Citrus Fresh Barramundi TartarePrint
- ■ about a 800g barramundi | Skin and fillet the fish. This yields about 200g of white flesh.
- ■ ½ peeled Granny Smith apple | Finely diced.
- ■ ½ tsp. Dijon mustard | A quality French Dijon required here.
- ■ 3 tsp. white onion | Very finely diced – white onion is sweet and less intrusive than red or brown.
- ■ 1 tsp. ginger | Fresh ginger minced to a paste.
- ■ 1 lime | Squeezed juice from fresh lime.
- ■ a pinch smoked sea salt | I love the smoky subtlety – I use Maldon. Unsmoked sea salt is fine.
- ■ 2 tsp. fresh dill | Finely chopped.
- ■ 1 tbsp. olive oil | Light virgin olive oil that’s not too overpowering.
- ■ season black pepper | Freshly cracked.
- ■ 6 sorrel leaves | A beautiful intense citrus burst when chewed – more than just a garnish.
- ■ a few baby fennel fronds | Separate in to smaller fronds – use as a garnish.
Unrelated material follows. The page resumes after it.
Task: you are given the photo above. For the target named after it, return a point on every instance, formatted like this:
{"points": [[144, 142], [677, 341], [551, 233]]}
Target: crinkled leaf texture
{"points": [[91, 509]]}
- ■ a pinch smoked paprika | A nice finish to the dish.
Ensure that there is no bone or cartilage in the Barramundi fillet. As we are using raw fish any cartilage will have a chewy texture which will not bode well – and as for bones… Cut the Barramundi fillet in to small cubes making sure that they are not too fine such as to end up as fish paste.
Add to the fish the apple, mustard, white onion, ginger, smoked sea salt and dill. Mix well, but with care, until the mixture is homogenous. Then add the olive oil and black pepper, and stir till mixed in. The ingredients should stick together, but also break away easily. This is really important for the textural feel in the mouth and the look on the plate.
Put the tartare in a food stacker, and compress lightly. Turn out on to a plate and garnish with the sorrel, fennel fronds and smoked paprika.
The technique in this dish is all about the preparation – I find it’s so important to treat every dice or cut with care and precision, as it will have a profound influence on the texture and overall enjoyment.